The Dark Side of the Moon, segundo o DoReSol

The Dark Side of the Moon aprofunda temas como conflito, ganância, a passagem do tempo, a morte e doenças mentais. Esta exploração temática foi inspirada, em parte, nas pressões que a banda enfrentava devido ao seu estilo de vida exigente e nos problemas de saúde mental de Syd Barrett, ex-membro fundador que havia deixado o grupo em 1968. Para enriquecer a narrativa, o álbum incorpora fragmentos de entrevistas com a equipe de turnê da banda e outras pessoas, juntamente com citações de caráter filosófico. Entre as canções que capturam essa essência, destaca-se «The Great Gig in the Sky», onde a voz de Clare Torry adiciona uma camada emocional única. Outros temas centrais lançados como singles foram «Money» e «Us and Them». A identidade visual do álbum também é notável: sua capa, que mostra um espectro prismático, foi projetada por Storm Thorgerson a pedido do tecladista Richard Wright, que buscava um design simples e ousado que representasse tanto a iluminação da banda quanto os conceitos do disco.
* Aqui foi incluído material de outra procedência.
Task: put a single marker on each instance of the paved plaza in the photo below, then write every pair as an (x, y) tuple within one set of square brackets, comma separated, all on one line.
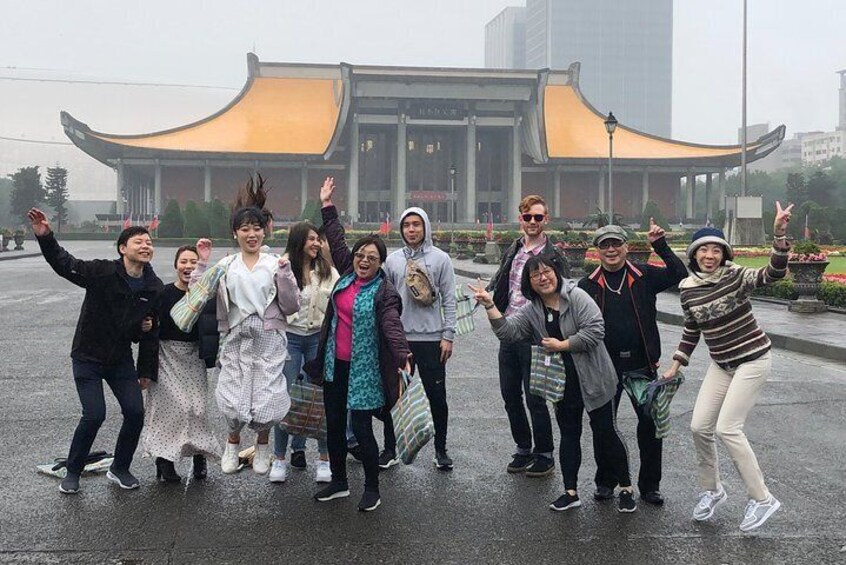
[(475, 514)]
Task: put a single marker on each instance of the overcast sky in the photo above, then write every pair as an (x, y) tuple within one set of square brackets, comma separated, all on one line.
[(795, 47)]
Desde o seu lançamento, The Dark Side of the Moon tornou-se um fenômeno global. O álbum alcançou o topo da lista Billboard Top LPs & Tape nos Estados Unidos e, de forma notável, permaneceu nas paradas por 990 semanas, um marco que o posiciona como um dos discos com maior permanência na história. Com mais de 45 milhões de cópias vendidas em todo o mundo, é a obra mais bem-sucedida da Pink Floyd e o álbum mais vendido da década de 1970. Sua relevância cultural e histórica foi reconhecida em 2012, quando a Biblioteca do Congresso o selecionou para preservação no Registro Nacional de Gravações dos Estados Unidos. Ao longo dos anos, o álbum tem sido remasterizado e relançado várias vezes, mantendo sua vigência e conexão com novas gerações de ouvintes.